What are the current dynamics in farming? Farms are getting larger and operators are managing more acreage. To manage more acreage, farm operations require more and larger equipment. And with many pieces of equipment having electronic sensors and connections, costs have increased substantially. With per-acre revenue margins being small, more acreage has to be acquired, either through purchase of expensive farmland or through high cash rents. This assessment process of today’s farming dynamics is pointed in one direction that is a significant dynamic in its own right.

Larger farms and larger operating budgets lead one to larger demands for capital to finance today’s farming operations and not every community bank can afford to extend lines of credit with six and seven zeros to dozens of local farmers. Subsequently, they have to access credit from larger banks, say economists Nathan Kauffman and Maria Akers at the Federal Reserve Bank of Kansas City. Small community banks used to take care of nearly every farmer in the community, but when their credit needs expanded tenfold, the small banks could not keep pace. The economists say a recent survey indicates, “The share of non-real estate loans originated by large banks relative to their smaller counterparts jumped to the highest level in nearly 20 years.” But they also suggest that the shift to larger banks could result from better loan terms such as floating interest rates at lower rate levels.

The survey was taken in the second quarter of the year and reflected the demand for operating loans, compared to land purchase loans. They said the survey indicated increased loan demand for purchase of crop inputs, and less loan demand for machinery and equipment purchases. And the economists said there would be another shift in demand at the end of the crop year, due to expected low commodity prices and a strain on farm profits. That would “potentially boost the need for short-term loans and curtail farm capital spending at year-end.”

The dynamics in agriculture, focused on the need for increased credit and higher loan demand, is reshaping the lending industry itself. The Fed economists say the larger banks are getting the business from the larger farmers because of more attractive loan terms, “Almost 90 percent of non-real estate loans at large lenders were made with floating interest rates, double the percentage at small and midsized banks.
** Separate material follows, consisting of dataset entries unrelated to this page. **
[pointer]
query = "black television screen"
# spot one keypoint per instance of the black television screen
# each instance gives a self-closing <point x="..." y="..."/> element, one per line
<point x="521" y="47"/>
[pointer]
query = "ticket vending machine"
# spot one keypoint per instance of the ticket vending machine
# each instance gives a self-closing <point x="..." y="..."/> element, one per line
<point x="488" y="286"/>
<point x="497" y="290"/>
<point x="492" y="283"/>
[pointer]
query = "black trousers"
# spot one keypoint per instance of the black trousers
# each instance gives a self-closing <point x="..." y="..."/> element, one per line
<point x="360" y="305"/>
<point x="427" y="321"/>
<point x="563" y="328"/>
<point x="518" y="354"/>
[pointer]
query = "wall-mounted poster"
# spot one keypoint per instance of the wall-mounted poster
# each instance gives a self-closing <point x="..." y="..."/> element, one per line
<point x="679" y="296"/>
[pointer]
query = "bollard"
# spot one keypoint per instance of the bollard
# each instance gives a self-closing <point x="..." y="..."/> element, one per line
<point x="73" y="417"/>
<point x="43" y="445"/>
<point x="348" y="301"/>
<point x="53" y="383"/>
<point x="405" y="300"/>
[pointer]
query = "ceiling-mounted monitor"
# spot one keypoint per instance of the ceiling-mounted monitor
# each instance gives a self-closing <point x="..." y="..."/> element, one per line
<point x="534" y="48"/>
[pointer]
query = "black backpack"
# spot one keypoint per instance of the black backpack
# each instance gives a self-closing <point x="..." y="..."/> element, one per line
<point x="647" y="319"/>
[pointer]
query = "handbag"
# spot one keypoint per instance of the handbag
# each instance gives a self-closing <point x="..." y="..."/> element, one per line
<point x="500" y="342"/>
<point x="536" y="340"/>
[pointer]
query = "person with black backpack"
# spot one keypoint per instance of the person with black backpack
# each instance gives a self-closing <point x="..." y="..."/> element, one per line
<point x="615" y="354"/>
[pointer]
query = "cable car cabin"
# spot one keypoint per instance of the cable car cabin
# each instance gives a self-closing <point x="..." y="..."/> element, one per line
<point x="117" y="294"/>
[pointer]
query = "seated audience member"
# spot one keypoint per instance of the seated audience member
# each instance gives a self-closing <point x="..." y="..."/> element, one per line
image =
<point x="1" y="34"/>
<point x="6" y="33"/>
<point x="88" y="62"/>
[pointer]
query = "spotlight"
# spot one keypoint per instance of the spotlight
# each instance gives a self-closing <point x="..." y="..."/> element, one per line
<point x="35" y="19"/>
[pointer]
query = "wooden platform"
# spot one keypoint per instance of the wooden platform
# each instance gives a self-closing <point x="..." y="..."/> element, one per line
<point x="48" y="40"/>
Moreover, the average effective interest rate offered by large banks on non-real estate loans was 3.6 percent, much lower than the average 5.4 percent effective interest rate at small and midsized banks.”

Trends in Farm Lending

  • Rising productions costs pushed loan volumes higher from April to June.
  • Large bank loan portfolios for land loans have increased from 9 percent to 12 percent.
  • Small bank loan portfolios for land loans have increased from 12 percent to 27 percent.
  • Loans for input purchases grew 5.3 percent from 2012 to 2013.
  • Machinery loans dropped almost a third for the second quarter year over year.

Impact on Farm Debt

  • Farm debt increased 3.2 percent at the end of the first quarter, the most since 2009.
  • Delinquency rates on non-real estate loans edged down 1.3 percent at the end of the 1st quarter.
  • Delinquency rates on real estate loans trended down at lenders of all sizes.

Farmland value trends

  1. North Dakota’s values for non-irrigated land are climbing the highest, up 39 percent from 2012.
  2. Annual cropland value gains slowed from record highs in other states, pulling back to 20 percent or less throughout most of the Corn Belt.
  3. More bankers in the Chicago, Dallas and Richmond Federal Reserve Districts, however, expected farmland values to hold steady in the coming months compared with expectations at the end of 2012.
  4. In the Kansas City and St. Louis Districts, farm income expectations for 2013 were dampened by an anticipated drop in crop prices later this year if production rebounds from last year’s drought-reduced yields.
  5. With slack loan demand, ample funds were available for qualified farm borrowers. In fact, most agricultural bankers in the Chicago, Dallas and Richmond Districts classified loan-to-deposit ratios as lower than desired.
  6. Heated competition for high-quality farm loans pushed interest rates down further for short-term feeder cattle and operating loans, intermediate-term non-real estate loans and long-term real estate loans.


Larger farming operations require more capital, which is better served by larger banks than by local community banks. Land values continue to increase but are slowing down. Higher production costs created more loan demand in the second quarter of the year, but demand for equipment loans tapered off at the end of 2012. While farm debt is increasing, loan delinquencies are not.